Brain Training and Physical Exercise
Just like humans, dogs can play games that stimulate their brains. This can keep the brain active and possibly slow the onset of Canine Dementia and its symptoms. Examples of these types of enrichment games are using puzzle treats or even playing “hide and seek with treats hidden around the room for your pup to find. It is important to note that this play time should be kept short, as being mentally stimulated for long periods of time can cause your dog stress. If you notice your dog becoming frustrated, simply end the game or switch to something new.

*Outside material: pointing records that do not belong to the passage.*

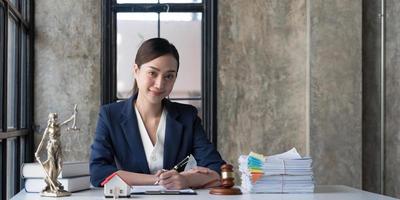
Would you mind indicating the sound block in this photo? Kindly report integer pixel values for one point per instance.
(225, 191)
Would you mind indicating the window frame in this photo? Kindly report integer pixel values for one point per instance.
(209, 53)
(23, 137)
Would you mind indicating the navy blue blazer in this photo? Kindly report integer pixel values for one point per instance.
(117, 143)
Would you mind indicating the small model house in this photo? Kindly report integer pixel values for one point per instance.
(114, 186)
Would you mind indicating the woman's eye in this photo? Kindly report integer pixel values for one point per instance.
(152, 74)
(170, 77)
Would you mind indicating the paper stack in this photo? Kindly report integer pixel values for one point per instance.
(283, 173)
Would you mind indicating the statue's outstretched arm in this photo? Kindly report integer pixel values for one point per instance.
(41, 144)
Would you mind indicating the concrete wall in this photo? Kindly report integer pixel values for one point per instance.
(371, 96)
(67, 69)
(264, 44)
(335, 94)
(261, 77)
(392, 99)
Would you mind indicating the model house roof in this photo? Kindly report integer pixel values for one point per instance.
(111, 177)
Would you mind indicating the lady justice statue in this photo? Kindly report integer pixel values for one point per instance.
(53, 165)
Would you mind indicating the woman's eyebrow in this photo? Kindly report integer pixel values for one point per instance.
(155, 68)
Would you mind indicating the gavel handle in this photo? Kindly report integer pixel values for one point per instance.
(209, 184)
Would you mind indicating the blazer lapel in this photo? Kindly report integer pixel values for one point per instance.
(132, 136)
(173, 136)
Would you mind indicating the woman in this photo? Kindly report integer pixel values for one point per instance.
(141, 139)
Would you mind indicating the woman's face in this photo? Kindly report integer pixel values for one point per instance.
(156, 78)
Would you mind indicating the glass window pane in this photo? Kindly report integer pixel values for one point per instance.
(23, 79)
(11, 160)
(132, 30)
(180, 1)
(1, 166)
(184, 31)
(23, 8)
(2, 45)
(14, 2)
(137, 1)
(21, 161)
(11, 73)
(195, 103)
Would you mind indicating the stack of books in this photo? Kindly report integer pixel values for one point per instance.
(282, 173)
(74, 176)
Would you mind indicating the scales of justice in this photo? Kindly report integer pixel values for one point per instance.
(53, 164)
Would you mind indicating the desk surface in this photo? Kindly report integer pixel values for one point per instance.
(333, 192)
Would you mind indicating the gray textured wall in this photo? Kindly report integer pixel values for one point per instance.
(335, 94)
(392, 99)
(261, 77)
(264, 44)
(67, 69)
(371, 97)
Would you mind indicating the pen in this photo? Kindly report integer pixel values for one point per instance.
(162, 170)
(178, 167)
(181, 165)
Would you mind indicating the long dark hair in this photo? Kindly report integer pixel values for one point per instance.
(152, 49)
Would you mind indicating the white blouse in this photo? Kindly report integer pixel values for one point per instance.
(154, 154)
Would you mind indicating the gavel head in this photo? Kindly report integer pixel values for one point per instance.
(227, 177)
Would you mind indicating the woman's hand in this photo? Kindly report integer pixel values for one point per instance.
(173, 180)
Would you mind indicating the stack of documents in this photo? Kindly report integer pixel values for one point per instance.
(283, 173)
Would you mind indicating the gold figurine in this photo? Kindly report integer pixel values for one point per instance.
(53, 165)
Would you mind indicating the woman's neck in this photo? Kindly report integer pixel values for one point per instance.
(148, 110)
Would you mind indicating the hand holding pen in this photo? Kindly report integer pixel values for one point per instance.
(178, 168)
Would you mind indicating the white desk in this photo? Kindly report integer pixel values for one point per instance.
(335, 192)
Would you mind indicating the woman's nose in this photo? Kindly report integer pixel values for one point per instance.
(159, 82)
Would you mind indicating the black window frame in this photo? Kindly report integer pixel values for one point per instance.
(23, 137)
(209, 52)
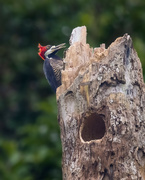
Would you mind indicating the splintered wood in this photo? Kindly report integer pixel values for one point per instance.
(101, 111)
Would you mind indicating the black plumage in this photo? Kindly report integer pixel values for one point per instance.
(52, 69)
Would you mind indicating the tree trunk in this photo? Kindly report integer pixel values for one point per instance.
(101, 111)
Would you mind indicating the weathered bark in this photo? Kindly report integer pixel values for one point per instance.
(101, 111)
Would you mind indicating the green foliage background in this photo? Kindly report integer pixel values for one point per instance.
(30, 147)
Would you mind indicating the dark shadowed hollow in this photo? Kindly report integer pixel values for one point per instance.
(93, 128)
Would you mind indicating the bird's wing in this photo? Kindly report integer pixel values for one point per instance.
(52, 70)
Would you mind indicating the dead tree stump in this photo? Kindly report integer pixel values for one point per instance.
(101, 111)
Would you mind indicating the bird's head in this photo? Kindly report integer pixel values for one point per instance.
(48, 50)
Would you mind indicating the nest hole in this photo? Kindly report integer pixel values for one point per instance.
(93, 128)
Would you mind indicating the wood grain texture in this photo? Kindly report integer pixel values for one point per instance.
(101, 111)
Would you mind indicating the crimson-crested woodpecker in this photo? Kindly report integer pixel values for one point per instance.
(52, 64)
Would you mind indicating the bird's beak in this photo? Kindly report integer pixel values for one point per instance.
(60, 46)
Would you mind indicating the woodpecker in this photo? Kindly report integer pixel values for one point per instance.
(52, 65)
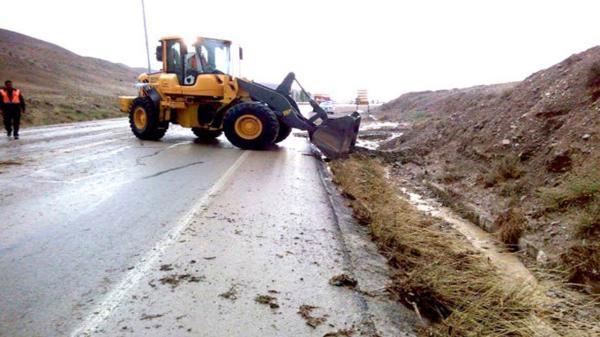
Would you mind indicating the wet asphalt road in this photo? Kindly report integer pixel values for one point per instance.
(104, 234)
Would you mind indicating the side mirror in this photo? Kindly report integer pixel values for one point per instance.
(159, 53)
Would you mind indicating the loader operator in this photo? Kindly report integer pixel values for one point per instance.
(12, 106)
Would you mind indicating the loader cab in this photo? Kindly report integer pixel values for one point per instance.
(204, 56)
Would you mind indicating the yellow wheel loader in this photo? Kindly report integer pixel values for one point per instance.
(195, 90)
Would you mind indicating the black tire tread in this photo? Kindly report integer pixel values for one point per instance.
(266, 116)
(155, 129)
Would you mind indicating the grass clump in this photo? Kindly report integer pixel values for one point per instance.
(503, 169)
(579, 195)
(438, 274)
(576, 190)
(435, 272)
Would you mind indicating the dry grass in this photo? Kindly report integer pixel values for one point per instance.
(579, 194)
(511, 225)
(503, 169)
(436, 272)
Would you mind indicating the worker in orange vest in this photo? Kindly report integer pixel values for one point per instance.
(12, 105)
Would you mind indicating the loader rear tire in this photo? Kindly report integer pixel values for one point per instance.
(284, 132)
(206, 135)
(144, 120)
(251, 126)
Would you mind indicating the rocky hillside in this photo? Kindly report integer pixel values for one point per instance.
(59, 85)
(525, 154)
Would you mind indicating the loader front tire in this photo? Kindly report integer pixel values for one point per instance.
(284, 132)
(206, 135)
(144, 120)
(251, 126)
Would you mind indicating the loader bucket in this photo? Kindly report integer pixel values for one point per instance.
(336, 136)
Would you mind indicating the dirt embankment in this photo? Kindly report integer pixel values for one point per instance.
(59, 85)
(522, 157)
(439, 274)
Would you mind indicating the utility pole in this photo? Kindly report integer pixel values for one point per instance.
(146, 36)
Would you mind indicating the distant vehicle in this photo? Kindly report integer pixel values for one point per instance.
(328, 106)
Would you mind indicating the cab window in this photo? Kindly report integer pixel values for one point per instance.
(174, 64)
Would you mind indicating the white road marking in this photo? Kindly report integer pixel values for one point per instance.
(121, 290)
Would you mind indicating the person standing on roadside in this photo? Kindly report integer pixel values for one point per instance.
(12, 105)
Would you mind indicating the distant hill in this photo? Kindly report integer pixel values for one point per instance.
(59, 85)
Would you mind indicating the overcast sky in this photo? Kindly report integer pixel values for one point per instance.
(388, 47)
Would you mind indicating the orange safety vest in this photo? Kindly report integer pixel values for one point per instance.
(16, 99)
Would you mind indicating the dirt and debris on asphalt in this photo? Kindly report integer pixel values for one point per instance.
(231, 294)
(245, 228)
(268, 300)
(343, 280)
(306, 312)
(527, 149)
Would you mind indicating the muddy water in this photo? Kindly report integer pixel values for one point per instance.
(507, 263)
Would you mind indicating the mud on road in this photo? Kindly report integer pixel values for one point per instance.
(103, 234)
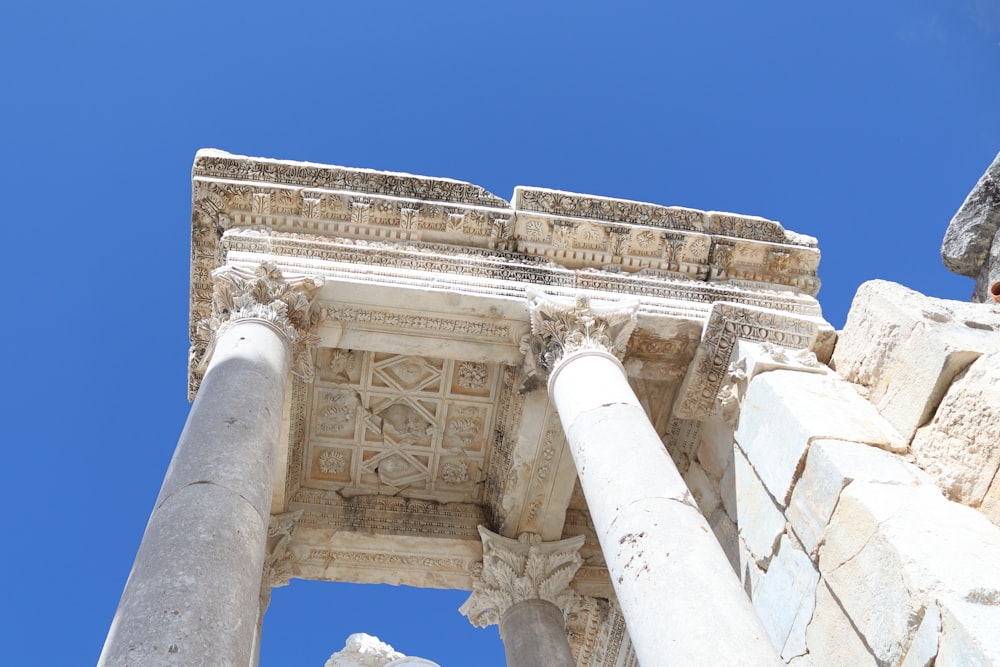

It is important to exercise not only your dog’s brain but their bodies as well. Physical exercise is linked to overall health and well-being. Going on a walk allows your dog to get their blood flowing, smelling new scents allows them to use and stimulate their brain. All these elements combine to promote mental health in your dog.
Keep a Routine
As we learned earlier, Canine Dementia can lead to confusion in your dog. Keeping a routine is important to eliminate any extra confusion they may encounter. For example, if you change their dinner time each day, your dog may be confused and forget that they have already eaten, which will leave them to be anxious or bark. To help reduce your pet’s anxiety, it is best to keep a consistent routine for walks, feedings, and bedtime. Understandably, this isn’t always easy, but it is important.